Collins, the Blazers’ best front-line defender, had a shorter recovery yet feels a similar level of anxiousness.
“It was a tough moment, especially my first year starting in the NBA,” Collins said. “To get that taken away from me, as a young guy, it was really frustrating. Once I figured out (rehab) was going to be that long, I came to accept how long I was going to be out and try to be positive about it. I’ve never been out that long with an injury. Spent a lot of hours in the weight room and time away from the team and being disconnected.

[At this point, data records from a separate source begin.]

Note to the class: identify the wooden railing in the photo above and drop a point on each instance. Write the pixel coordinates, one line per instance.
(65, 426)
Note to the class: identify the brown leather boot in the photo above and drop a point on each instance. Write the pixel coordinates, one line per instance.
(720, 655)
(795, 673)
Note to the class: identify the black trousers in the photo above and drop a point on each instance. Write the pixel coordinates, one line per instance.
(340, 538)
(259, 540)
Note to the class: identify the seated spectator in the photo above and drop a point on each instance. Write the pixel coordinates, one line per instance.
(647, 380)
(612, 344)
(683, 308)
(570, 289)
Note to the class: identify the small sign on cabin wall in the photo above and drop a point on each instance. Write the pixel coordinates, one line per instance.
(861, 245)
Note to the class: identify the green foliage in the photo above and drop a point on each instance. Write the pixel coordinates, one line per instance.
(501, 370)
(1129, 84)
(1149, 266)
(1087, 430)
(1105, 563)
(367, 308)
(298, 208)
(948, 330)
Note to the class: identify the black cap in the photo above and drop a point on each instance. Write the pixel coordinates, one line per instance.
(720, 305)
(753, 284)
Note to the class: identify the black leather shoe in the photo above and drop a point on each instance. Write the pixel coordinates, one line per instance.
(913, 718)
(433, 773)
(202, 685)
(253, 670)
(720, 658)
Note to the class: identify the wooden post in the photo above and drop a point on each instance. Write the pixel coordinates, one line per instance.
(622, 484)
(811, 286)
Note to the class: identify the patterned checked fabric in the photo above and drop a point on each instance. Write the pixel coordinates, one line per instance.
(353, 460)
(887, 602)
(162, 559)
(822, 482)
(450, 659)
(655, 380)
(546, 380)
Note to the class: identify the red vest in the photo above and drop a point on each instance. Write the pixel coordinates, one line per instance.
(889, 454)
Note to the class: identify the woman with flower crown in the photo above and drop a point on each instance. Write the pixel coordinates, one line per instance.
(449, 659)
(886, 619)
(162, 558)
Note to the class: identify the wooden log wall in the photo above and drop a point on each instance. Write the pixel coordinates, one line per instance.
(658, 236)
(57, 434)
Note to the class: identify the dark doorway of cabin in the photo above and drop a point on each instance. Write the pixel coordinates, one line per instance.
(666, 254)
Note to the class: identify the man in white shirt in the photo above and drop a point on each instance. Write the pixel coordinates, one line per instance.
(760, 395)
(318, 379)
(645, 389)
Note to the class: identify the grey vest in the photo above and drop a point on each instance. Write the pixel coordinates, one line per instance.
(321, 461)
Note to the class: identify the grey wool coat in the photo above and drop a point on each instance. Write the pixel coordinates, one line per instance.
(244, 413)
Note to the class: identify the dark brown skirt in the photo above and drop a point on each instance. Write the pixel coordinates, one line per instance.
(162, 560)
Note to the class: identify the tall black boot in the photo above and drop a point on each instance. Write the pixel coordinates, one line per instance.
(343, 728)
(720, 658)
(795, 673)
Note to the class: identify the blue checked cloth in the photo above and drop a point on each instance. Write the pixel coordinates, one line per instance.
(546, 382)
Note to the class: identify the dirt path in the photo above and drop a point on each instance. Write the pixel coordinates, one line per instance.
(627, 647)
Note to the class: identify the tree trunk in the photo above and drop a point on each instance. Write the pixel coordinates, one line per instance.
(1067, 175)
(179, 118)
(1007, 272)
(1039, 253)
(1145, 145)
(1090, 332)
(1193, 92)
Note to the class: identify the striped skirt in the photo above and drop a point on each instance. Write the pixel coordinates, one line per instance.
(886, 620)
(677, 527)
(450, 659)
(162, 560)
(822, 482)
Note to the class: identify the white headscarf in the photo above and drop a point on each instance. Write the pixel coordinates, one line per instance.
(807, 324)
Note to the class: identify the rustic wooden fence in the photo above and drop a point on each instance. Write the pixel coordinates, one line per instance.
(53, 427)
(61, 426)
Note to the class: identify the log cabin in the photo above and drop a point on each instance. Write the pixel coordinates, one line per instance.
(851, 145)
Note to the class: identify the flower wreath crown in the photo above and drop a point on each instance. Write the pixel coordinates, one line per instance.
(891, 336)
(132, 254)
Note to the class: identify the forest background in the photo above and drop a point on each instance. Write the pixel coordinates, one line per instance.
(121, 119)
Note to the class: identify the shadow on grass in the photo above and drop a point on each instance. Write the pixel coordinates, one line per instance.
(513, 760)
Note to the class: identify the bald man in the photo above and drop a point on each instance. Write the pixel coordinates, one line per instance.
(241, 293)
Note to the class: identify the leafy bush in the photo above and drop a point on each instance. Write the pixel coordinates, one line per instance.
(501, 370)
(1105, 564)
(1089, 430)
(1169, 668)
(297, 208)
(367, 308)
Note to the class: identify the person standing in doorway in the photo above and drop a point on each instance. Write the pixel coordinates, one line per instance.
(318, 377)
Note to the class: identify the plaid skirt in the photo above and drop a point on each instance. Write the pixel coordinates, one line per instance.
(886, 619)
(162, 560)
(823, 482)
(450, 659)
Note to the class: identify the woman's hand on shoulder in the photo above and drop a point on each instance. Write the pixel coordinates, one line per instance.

“I’m going to be a star in my role, either coming off the bench or starting. If me coming off the bench helps us win a championship, then I’m 100% in.”
First things first: Portland isn’t even in the playoffs.
But that doesn’t mean the rest of the West isn’t aware of the Blazers and their potential.
“We’ve had great practices, able to execute our offense better than we have all season,” Lillard said. “We’ve added some things that suits our team better with Zach and Nurk back. We will be very well prepared. We’re ready to play.”